Normalization and DE testing were carried out using the R libraries EdgeR23 and DESeq222. It should be noted here that since counts for multi-mapping reads were distributed fractionally across the mapping sites during the quantification step, many read counts reported non-integer values. Both EdgeR and DESeq2 require discrete (integer) counts, so all values were first rounded to the nearest integer. The following filters were then applied: (1) CPM (counts per million mapped reads) ≥1 in ≥3 samples, (2) Mean fold change ≥2, (3) FDR <0.05. In EdgeR, TMM normalization was applied, while DESeq2 used a default normalization method. Lists of significant DE miRNAs and normalized count tables were exported in csv format.

The second method used for DE analysis was based on miRNA ratios. MiRNAs with ≥100 reads in each replicate group (infected and uninfected) were tested against all other such miRNAs and ratios of raw counts for \(\frac{miRNA\_A}{miRNA\_B}\) were determined for each of the six samples. Ratios with an average fold change ≥2 between infected and uninfected groups were subjected to unpaired t-tests. Multiple testing correction was applied using the Benjamini-Hochberg false discovery rate (FDR). Corrected p-values were sorted from lowest to highest, and exported to csv format.

IsomiR analysis

For each unique read present in the trimmed and filtered data, per-sample counts were extracted using a custom python script that combined data from the *.reads and *.mrd files output by mapper.pl and mirdeep2.pl, respectively. For each mature and star miRNA locus reported by miRDeep2, the sequence with the highest read count was designated as the “most abundant isoform”. Conflicts (two or more sequences from the same locus with equally high read counts) were resolved according to the following rules: (1) Known sequences (100% identity to a mirbase miRNA) were given priority over novel sequences. (2) Sequences with zero mismatches relative to the horse genome were given priority over sequences containing mismatches. If conflicts were still present, the first remaining item was chosen. In a few instances where multiple loci had the same mature sequence they were collapsed into a single entry. This is because a mature miRNA can be encoded at more than one locus, and from the RNA-Seq data it is not possible to determine which of these loci the transcripts actually originated from, as they all report exactly the same read counts.
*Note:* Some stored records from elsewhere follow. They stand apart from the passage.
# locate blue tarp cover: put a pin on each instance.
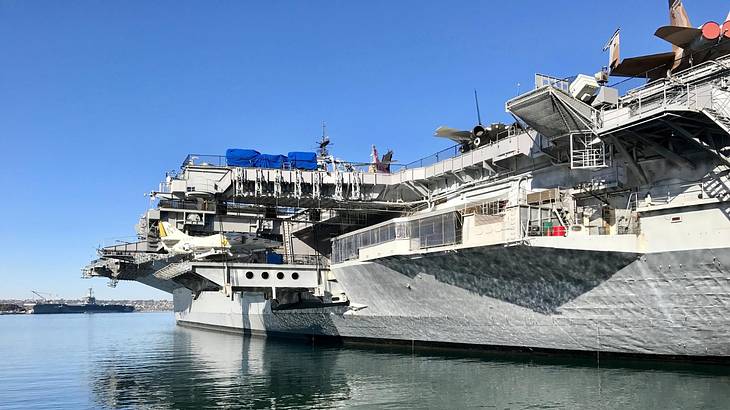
(241, 157)
(270, 161)
(303, 160)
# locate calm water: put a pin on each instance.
(144, 360)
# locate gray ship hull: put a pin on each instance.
(517, 297)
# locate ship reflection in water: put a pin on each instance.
(200, 368)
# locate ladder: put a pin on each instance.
(173, 270)
(286, 231)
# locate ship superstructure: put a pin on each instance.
(595, 222)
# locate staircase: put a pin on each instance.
(173, 270)
(286, 230)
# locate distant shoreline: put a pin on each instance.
(22, 306)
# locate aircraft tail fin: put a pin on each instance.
(652, 66)
(678, 15)
(168, 231)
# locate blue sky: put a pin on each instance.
(99, 98)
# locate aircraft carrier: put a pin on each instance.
(598, 221)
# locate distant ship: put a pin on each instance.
(89, 305)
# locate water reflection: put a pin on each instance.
(198, 368)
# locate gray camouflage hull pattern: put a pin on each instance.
(673, 303)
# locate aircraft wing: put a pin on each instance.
(681, 37)
(454, 134)
(655, 65)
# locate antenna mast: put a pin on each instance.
(476, 102)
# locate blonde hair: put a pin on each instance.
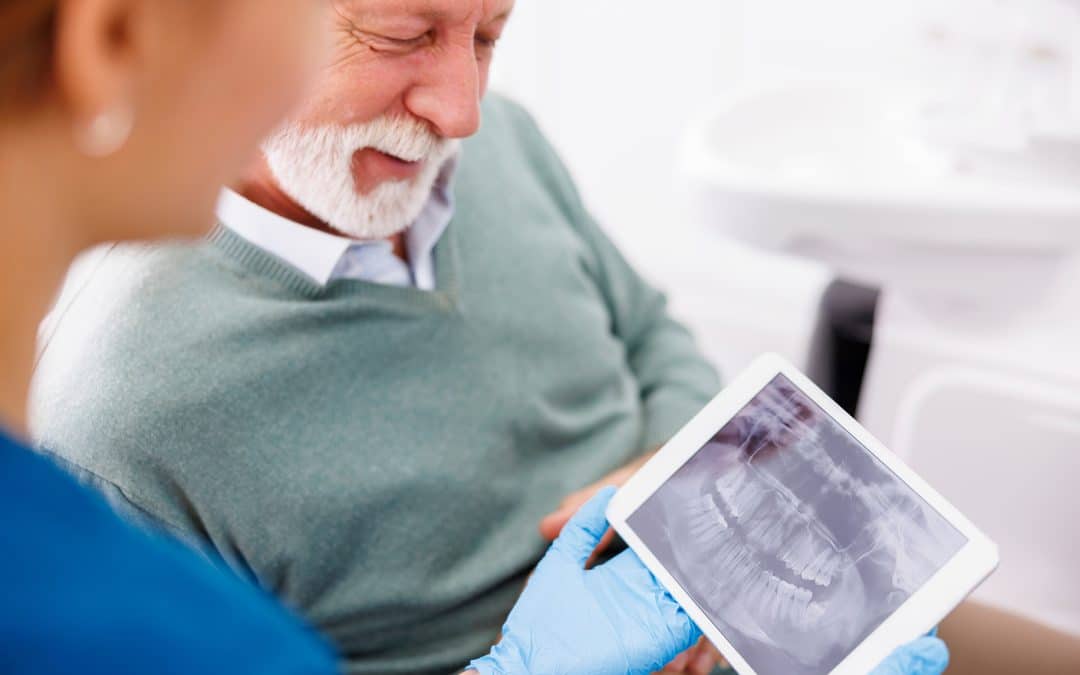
(26, 44)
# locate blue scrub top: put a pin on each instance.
(84, 592)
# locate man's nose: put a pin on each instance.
(447, 97)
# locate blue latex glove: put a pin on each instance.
(927, 656)
(615, 619)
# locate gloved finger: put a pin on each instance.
(927, 656)
(630, 568)
(585, 529)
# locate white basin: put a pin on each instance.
(860, 177)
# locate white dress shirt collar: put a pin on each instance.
(322, 256)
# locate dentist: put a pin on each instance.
(119, 120)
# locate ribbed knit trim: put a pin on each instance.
(271, 268)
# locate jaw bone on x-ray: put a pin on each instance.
(791, 536)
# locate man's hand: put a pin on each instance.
(699, 660)
(553, 523)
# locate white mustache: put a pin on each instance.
(403, 137)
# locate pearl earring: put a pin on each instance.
(106, 132)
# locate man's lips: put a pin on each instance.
(372, 167)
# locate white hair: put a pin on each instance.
(313, 166)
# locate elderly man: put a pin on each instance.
(389, 361)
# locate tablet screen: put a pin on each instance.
(791, 536)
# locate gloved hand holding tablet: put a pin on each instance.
(796, 541)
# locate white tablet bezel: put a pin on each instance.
(917, 616)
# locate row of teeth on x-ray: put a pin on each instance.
(741, 569)
(774, 526)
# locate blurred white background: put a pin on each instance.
(615, 84)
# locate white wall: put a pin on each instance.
(613, 84)
(615, 81)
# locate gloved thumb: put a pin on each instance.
(585, 529)
(927, 656)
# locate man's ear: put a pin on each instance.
(98, 49)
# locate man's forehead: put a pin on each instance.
(441, 11)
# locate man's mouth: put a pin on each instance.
(372, 169)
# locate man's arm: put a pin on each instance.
(985, 642)
(674, 379)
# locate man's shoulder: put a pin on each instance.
(507, 125)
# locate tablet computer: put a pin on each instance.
(796, 541)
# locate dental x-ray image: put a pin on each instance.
(793, 539)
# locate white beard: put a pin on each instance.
(313, 166)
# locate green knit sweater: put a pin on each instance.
(378, 457)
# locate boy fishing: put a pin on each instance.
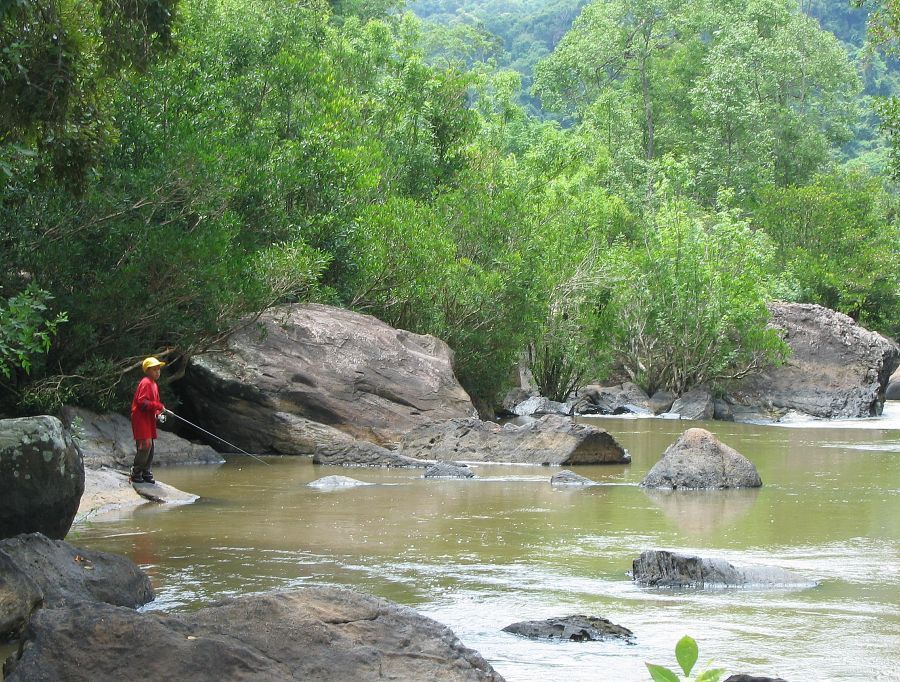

For the isomiR analysis we ignored multiple copies and instead treated them as duplicates (i.e. keep one, discard the rest) by applying the rules described above. If conflicts remained, items were sorted alphabetically (by locus id) and the first remaining item was chosen. IsomiRs with ≤10 reads were discarded, then DE analysis was repeated as described above, but using most-abundant isoform counts instead of pooled isoform counts.

Uridylation analysis

The most-abundant isoforms were compared with the consensus sequences and also the reference genome. Reads that did not conform to the reference were classified according to whether the differences were at either the 5′ or 3′ terminus or internal, and according to the observed mismatching nucleotide. A maximum of 1 mismatch per miRNA was present due to settings supplied to bowtie via miRDeep2 during read mapping. Python was used to analyze the total collection of individual reads to determine the proportion of mismatches of each type.

Statistics

Differential expression analysis was carried out using DESeq2, which employs a generalized linear model based on the Negative Binomial (a.k.a. Gamma-Poisson) distribution, and Wald significance tests. False discovery rate was used for p-value correction. For PCR results, the difference between groups was analysed using a two-tailed Student’s t test, with a P value of <0.05 considered to be statistically significant. Error bars represent standard deviations, and all data points are the average of a minimum of 3 replicates.